“There is always a moment when the night threatens to go aground. A closing-time moment, when the bar lights go bright and you can see who you’ve been drinking with, yelling your personal details to over the noise of the band. It could go either way…” So observes nineteen-year-old photography student Kate McLeod, who has signed on as a ship’s porter five years after the Edmund Fitzgerald disaster. Working to pay her way through school and somewhat directionally adrift, Kate drinks, sows oats with a natural propensity toward losers, and struggles for respect among a cast of hardtack characters. Her moral imperfections are so intertwined with deep-seated goodwill and stifled aspirations that it’s impossible not to root for her wholeheartedly.
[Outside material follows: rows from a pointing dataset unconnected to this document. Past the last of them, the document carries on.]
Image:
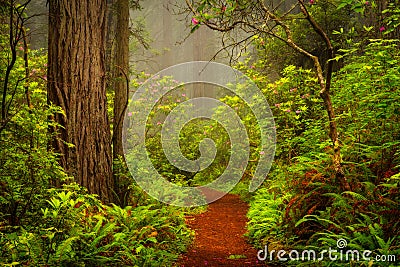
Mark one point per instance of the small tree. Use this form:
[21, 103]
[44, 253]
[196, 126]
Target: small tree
[274, 19]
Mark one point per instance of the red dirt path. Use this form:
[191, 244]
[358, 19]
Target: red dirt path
[219, 234]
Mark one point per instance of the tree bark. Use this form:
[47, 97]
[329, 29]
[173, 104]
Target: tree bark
[120, 81]
[120, 74]
[76, 83]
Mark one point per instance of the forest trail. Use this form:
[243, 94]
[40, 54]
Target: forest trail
[219, 239]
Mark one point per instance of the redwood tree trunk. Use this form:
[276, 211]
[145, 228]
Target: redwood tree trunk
[120, 81]
[121, 72]
[76, 83]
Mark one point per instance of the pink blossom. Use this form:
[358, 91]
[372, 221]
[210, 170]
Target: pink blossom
[195, 21]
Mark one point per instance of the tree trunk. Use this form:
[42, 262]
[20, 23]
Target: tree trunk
[76, 83]
[121, 72]
[120, 82]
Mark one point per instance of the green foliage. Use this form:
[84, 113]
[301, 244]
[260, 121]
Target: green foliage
[301, 205]
[76, 229]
Kate’s freighters are an eighth of a mile long. They constantly motor up and down the Great Lakes, conveying material between rust ports (iron ore cargo) and dust ports (grain) in all weather. Her occasional objections to industrial development fall on unsympathetic ears. The arduous work everyone accepts; it’s complications arising from loneliness and grudges which aren’t as easy to take in stride.
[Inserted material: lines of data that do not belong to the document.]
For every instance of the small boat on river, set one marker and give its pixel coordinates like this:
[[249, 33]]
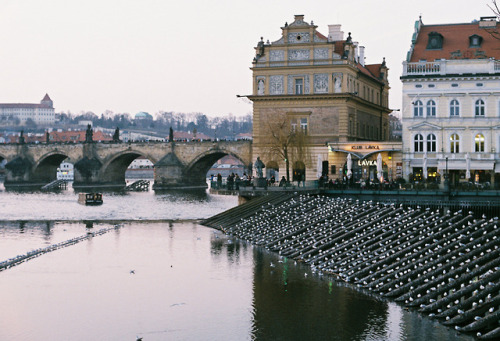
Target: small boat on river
[[90, 199]]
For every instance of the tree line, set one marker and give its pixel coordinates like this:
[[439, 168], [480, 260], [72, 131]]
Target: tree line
[[228, 126]]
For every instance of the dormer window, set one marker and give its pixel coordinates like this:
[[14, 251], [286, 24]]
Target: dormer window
[[435, 41], [475, 40]]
This engrossing coming of age story has real literary merit, though frankly described sexuality has it straddling the line between a general adult audience and perhaps the most mature of young adult readers. Sailor Girl balances between salty action with lyrical perception, as when Kate meets the antagonist: “…he came toward her along the companionway, wearing a white tee, light from the portholes strobing across his cheekbones. She would always remember the first sight of him, like a strip of negatives, dark and light, dark and light.”
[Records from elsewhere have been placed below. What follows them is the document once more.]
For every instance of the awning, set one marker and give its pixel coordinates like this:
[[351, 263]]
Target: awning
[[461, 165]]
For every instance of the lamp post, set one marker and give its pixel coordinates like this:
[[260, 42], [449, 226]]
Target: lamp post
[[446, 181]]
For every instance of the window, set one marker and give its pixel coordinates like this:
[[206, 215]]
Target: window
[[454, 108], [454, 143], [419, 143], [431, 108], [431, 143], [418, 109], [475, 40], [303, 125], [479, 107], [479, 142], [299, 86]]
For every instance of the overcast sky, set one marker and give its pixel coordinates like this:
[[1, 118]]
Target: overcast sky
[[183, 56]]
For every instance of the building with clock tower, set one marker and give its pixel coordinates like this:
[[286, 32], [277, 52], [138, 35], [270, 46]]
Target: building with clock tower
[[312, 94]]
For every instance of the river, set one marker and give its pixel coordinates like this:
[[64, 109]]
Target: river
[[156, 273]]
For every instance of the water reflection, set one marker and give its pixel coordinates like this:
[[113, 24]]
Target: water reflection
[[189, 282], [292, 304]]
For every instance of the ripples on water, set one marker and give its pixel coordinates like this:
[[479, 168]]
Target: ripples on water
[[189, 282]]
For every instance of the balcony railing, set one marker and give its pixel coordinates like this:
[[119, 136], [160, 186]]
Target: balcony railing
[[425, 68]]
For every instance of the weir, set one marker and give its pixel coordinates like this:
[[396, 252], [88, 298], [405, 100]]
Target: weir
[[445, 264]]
The book has two minor plot flaws: a dangerous situation bubbling away in the background resolves itself in an anticlimactic confrontation, and a tension-raising home invasion is dismissed as a red herring. But those are just passing beeps on the sonar of a fascinating larger picture of life on the water. The longtime Toronto Globe and Mail editor, who paid for her own education as the protagonist does, shows herself to be a talented prose stylist whose credibly complex characters refuse to follow in anyone else’s wake.